Sprich dich deutlich, laut und öffentlich gegen Vergewaltigung und sexuelle Belästigung aus. Unterstütze Frauen und alle anderen Menschen, die mutig genug waren, von ihren Erfahrungen zu erzählen. Verurteile öffentlich jene, die Aggressionen ausgeübt haben. Mache allen in deiner Gemeinschaft und Nachbar*innenschaft deutlich, dass du dich durch Gespräche, Soziale Medien, die Teilnahme an Protesten, Vorträgen usw. aktiv darum bemühst, Vergewaltigung und Vergewaltigungskultur zu beenden.

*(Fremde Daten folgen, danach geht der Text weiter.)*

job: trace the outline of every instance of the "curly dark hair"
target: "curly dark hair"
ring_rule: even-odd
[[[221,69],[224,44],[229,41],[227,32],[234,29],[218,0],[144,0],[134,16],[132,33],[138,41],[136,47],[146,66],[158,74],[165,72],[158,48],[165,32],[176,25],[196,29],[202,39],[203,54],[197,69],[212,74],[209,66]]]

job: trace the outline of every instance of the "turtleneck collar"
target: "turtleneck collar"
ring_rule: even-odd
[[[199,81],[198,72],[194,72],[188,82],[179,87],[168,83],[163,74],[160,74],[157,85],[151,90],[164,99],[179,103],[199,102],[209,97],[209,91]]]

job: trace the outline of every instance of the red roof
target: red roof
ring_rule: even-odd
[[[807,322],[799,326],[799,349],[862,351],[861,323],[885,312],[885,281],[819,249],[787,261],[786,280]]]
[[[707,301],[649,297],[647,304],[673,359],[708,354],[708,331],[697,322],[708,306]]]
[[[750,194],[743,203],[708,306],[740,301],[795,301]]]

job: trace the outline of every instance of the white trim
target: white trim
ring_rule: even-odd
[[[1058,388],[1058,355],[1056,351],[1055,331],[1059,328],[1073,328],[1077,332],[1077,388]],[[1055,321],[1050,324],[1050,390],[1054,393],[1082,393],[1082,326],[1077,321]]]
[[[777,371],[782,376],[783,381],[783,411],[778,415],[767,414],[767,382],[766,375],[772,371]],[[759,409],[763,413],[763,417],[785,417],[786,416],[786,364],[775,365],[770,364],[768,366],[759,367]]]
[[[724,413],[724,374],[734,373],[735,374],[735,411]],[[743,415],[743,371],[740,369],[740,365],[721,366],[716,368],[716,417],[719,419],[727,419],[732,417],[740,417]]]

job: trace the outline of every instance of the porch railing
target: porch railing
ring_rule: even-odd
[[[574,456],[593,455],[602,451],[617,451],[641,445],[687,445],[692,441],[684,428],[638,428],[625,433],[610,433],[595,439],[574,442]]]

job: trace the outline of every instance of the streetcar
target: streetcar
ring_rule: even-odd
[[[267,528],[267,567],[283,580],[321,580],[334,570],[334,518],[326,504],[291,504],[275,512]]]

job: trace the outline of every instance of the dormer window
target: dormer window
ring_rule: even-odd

Hilf andere Männer weiterzubilden. Gründe Gruppen gegen Vergewaltigungskultur oder nimm an ihnen teil. Gib Bücher, Artikel, Podcasts, Videos und andere hilfreiche Ressourcen über Konsens weiter und schließe Gespräche über die Informationen darin an. Sprecht weiterhin miteinander über eure Erfahrungen in der Anwendung des Konsens-Konzepts.

Sei von keiner Art der sexuellen oder anderweitigen Zurückweisung gekränkt. Feiere die Individualität von Frauen und geschlechtlich nicht-konformen Menschen sowie ihr Recht, mit manchen Menschen Sex oder ein Gespräch haben zu wollen oder nicht.

Wenn du jemals Zeuge von sexualisierter Gewalt oder einer anderen potenziell gefährlichen Situation wirst, interveniere sofort. (Siehe die Liste am Ende des Buchs für Möglichkeiten, sexualisierte Gewalt konkret zu verhindern.)

Ergänze und schaffe deine eigene Liste mit Möglichkeiten, eine Kultur des Konsenses aufzubauen.